Ces rencontres se sont déroulées à l’hôtel Bulgares de Milan. Après chacune de ces rencontres, M.Varone ordonnait de rajouter 3% de plus sur les prix, déjà exagérés, des contrats de Lead et Ouais. Ce «surplus» dégagé était destiné à payer les intermédiaires. Les juges milanais soulignent que le Lead est un groupe syrien qui a obtenu une commission de l’ordre de 850 millions d’euros versée par le Saipem en Algérie. «Ouais qui était à la base une simple et petite société familiale de construction jusqu’en 2006 s’est subitement transformée, entre 2007-2008 en société de grande envergure, Ouais Group Engineering and Contracting (Ogec), groupe d’ingénierie pétrolière basé à Dubaï et Beyrouth. Ce groupe a encaissé 623 millions d’euros de la Saipem en Algérie. La moitié du capital de l’Ogec appartient aux frères Bassam et Ghassam Ouais, 48% sont inscrits au nom du trésorier-prête-nom habituel de Farid Bedjaoui. Et le 1% restant appartient au directeur financier de l’Ogec, un Italien et ancien dirigeant de la Saipem. Les enquêtes menées sur les comptes étrangers ont, en outre, révélé que les mêmes sociétés syriennes ont «directement versé plusieurs millions d’euros à Bedjaoui», et des pots- de-vins prélevés sur le pétrole algérien. Outre la surfacturation des contrats, les magistrats supposent que «le système des sous-traitants» servit aussi à faire rapatrier l’argent de la corruption en Italie. A ce stade de l’enquête, tant M.Ours que M.Varone, ont admis avoir reçu plus de cinq millions d’euros de la part de Farid Bedjaoui.
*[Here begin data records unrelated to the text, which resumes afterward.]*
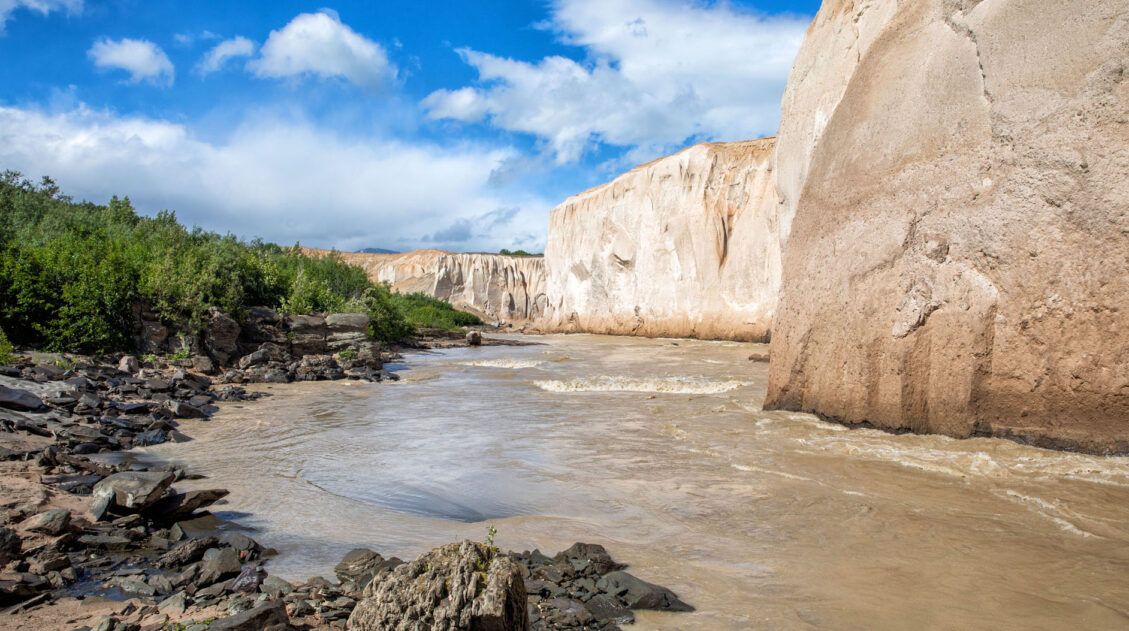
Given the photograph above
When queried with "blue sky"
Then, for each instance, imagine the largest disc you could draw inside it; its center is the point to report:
(385, 124)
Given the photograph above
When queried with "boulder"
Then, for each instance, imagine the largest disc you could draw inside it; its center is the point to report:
(218, 563)
(53, 522)
(130, 490)
(221, 334)
(957, 259)
(22, 400)
(129, 365)
(359, 567)
(182, 410)
(457, 586)
(268, 616)
(639, 594)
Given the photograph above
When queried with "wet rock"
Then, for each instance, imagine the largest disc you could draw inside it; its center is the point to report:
(22, 400)
(221, 334)
(218, 563)
(587, 558)
(248, 580)
(177, 506)
(268, 616)
(274, 586)
(359, 567)
(182, 410)
(53, 522)
(174, 605)
(186, 552)
(457, 586)
(131, 490)
(638, 594)
(9, 545)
M.Ours a ajouté qu’en 2012, soit avant l’éclatement de ce scandale de corruption, M.Varone lui avait confié que son supérieur hiérarchique lui avait ordonné de se déplacer à Dubaï pour clôturer le compte de l’Ogec, dans les coffres duquel, la maison syrienne dispose d’un coffre-fort secret contrôlé également par des dirigeants italiens.
Le scandale Saipem-Sonatrach se révèle au fur et à mesure qu’avance l’enquête. Un véritable puzzle-gigogne.